“‘If one of you is carrying some meat from a holy sacrifice in his robes and his robe happens to brush against some bread or stew, wine or olive oil, or any other kind of food, will it also become holy?’” The priests replied, “No.” Then Haggai asked, “If someone becomes ceremonially unclean by touching a dead person and then touches any of these foods, will the food be defiled?” And the priests answered, “Yes.” Then Haggai responded, “That is how it is with this people and this nation, says the Lord. Everything they do and everything they offer is defiled by their sin.”
Haggai 2:12-14 NLT
It is important for believers to be righteous in practice. That is to say, that it is important that they seek to enable God’s process of sanctification on their lives. But many confuse this process for salvation. They believe that if they are saved, they are clean. In truth, they are not clean from sin, so much as relieved from the consequences of sin.
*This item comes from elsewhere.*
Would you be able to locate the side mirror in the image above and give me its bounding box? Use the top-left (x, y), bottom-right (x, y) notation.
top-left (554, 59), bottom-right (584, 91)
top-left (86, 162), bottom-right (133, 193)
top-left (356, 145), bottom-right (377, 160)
They are still living with the effect of sin in their lives. Sometimes they are still living with the practices. The process of sanctification is what happens after salvation. It is systematically disassembling behaviors and artifacts of your previous life of sin. It makes you holy in a tangible sense rather than the legal sense in which salvation brings holiness. God doesn’t save us without a sanctification process in mind. We cannot continue to harbor sins in our hearts and lifestyles and believe that our salvation covers them. This behavior is the rejection of salvation and ultimately leads to death again. We cannot continue to harbor, even seemingly insignificant aspects of sinfulness in our lives. They will infect the whole of it. We must strive to be holy until our holiness is made complete. We must lean beyond our salvation into the sanctification process.